Wire
Terror convictions could cost naturalized Americans citizenship
Naturalized Americans convicted of terrorism-related crimes could face denaturalization under a House bill from Bill Huizenga and five Republican cosponsors. It would add citizenship loss to the punishment for some cases.
For naturalized Americans, citizenship is supposed to be the point where the country finally says you belong. In the House, Michigan Republican Bill Huizenga wants to make that status revocable after a terrorism-related conviction.
The proposal would amend the Immigration and Nationality Act, and it would not apply to people born in the United States.
A status that can disappear
Losing citizenship is not the same as adding prison time. It reaches beyond a sentence and into a person’s right to remain in the country as an American, with consequences that can reshape a life already built here.

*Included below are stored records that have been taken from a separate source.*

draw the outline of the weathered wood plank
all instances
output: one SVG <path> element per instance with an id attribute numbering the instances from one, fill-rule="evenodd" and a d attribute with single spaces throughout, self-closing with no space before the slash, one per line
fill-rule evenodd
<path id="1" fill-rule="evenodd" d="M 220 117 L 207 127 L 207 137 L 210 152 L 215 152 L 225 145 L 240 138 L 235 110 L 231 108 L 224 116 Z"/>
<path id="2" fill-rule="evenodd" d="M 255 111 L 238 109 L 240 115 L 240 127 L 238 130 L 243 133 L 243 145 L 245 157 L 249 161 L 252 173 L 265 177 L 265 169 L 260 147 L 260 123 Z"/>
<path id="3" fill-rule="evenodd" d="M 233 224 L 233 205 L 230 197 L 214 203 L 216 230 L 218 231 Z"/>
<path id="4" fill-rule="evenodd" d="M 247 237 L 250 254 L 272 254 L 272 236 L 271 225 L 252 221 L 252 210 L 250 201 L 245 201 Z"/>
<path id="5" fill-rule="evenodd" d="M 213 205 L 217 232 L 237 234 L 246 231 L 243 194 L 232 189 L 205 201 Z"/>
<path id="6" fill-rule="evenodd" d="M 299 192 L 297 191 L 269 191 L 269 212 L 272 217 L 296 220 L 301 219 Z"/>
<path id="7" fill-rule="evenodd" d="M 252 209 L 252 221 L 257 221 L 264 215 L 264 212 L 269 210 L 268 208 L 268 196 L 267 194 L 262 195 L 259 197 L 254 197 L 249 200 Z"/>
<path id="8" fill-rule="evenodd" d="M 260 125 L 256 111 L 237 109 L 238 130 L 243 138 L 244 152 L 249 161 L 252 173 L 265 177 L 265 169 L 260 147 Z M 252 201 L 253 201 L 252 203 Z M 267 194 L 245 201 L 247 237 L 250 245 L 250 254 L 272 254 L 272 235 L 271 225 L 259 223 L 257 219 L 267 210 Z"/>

That is why denaturalization has long been treated as an extraordinary step rather than an ordinary punishment. Huizenga’s bill would move it closer to the criminal penalty stack by making citizenship loss part of the consequence for one of the most serious kinds of conviction.
Only one class of citizen
The measure is tightly drawn in one sense and stark in another. It targets only naturalized U.S. citizens convicted of a terrorism-related crime, drawing a hard legal line between people who became citizens later and those who were born with citizenship.
All six identified sponsors are Republicans. The question the bill raises is bigger than party, though: whether citizenship can be made conditional again after the government has already granted it.